Who was he trying to fool?

He loathed silence, and he hated being alone. Since coming to Edgecombe he’d encountered a nearly endless supply of both. His sister still hadn’t quite forgiven him and spent most of her time visiting friends in the village or holed up in her chamber.

The single attempt he’d made at a sincere apology had caused her to cry and rush off to the library, her haven as a child and now too apparently.

As if his thoughts had summoned her, Rhys heard her approach.

“When I was little, I used to love lying on the cool tiles to read.” Margaret’s slippered steps sounded behind him. “Though now I don’t think I’d enjoy getting down on my elbows to read.”

“Sounds uncomfortable to me.”

“Not as uncomfortable as those ledgers look. You’ve bent the pages.”

“Serves them right.”

“And why are we angry at the ledgers?” Meg came to stand beside his chair, arms crossed as she stared down at him.

“I’m outnumbered by them.”

“Might I help?” She asked the question softly. Tentatively.

“The responsibility is mine. You have a Season to plan.”

He couldn’t tell her. Rhys had no doubt the answers to every question regarding their father’s indebtedness were between the ledgers’ pages, but it was not a trouble he planned to visit on his sister. She was too prone to worry as it was.

“Speaking of which”—she clasped her hands together and her voice pitched with excitement—“my friend recommended a clever modiste who’s made gowns for several prominent debutantes. She’s in London, so we must make a trip there soon. I will need to order dresses, shoes, hats—”

“I know.” The sigh he let out was tinged with regret. “Why not start in a week?”

She unfolded her arms and began plucking at a ribbon at the wrist of her wrap. “If something’s amiss, you should tell me. Papa never told me anything and I loathed it.”
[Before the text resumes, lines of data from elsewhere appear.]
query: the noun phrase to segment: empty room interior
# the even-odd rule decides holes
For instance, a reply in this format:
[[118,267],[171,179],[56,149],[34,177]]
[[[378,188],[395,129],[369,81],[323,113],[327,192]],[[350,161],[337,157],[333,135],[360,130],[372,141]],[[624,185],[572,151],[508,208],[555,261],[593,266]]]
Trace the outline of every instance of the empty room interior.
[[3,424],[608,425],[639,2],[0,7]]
Rhys looked up at her and noted the lines of worry creasing her forehead. How miserable it must have been for her here alone with their father in a rambling lonely estate. The thought came that he should have visited more often or brought her to London once in a while. But that was foolishness. His reputation would have ruined hers.

“Please don’t worry. I’ll ensure that your first Season is a grand success.” He had no idea how he’d achieve that claim, but he would.

“There were debts, weren’t there?”

When he didn’t reply, she took a step toward the ledgers.

“Leave them, Meg. Trust me. All will be well.” He managed a smile and she gave a little nod of silent agreement that she would press no more. At least for tonight.

The topic would come up again. He had no doubt. His sister was tenacious, if nothing else.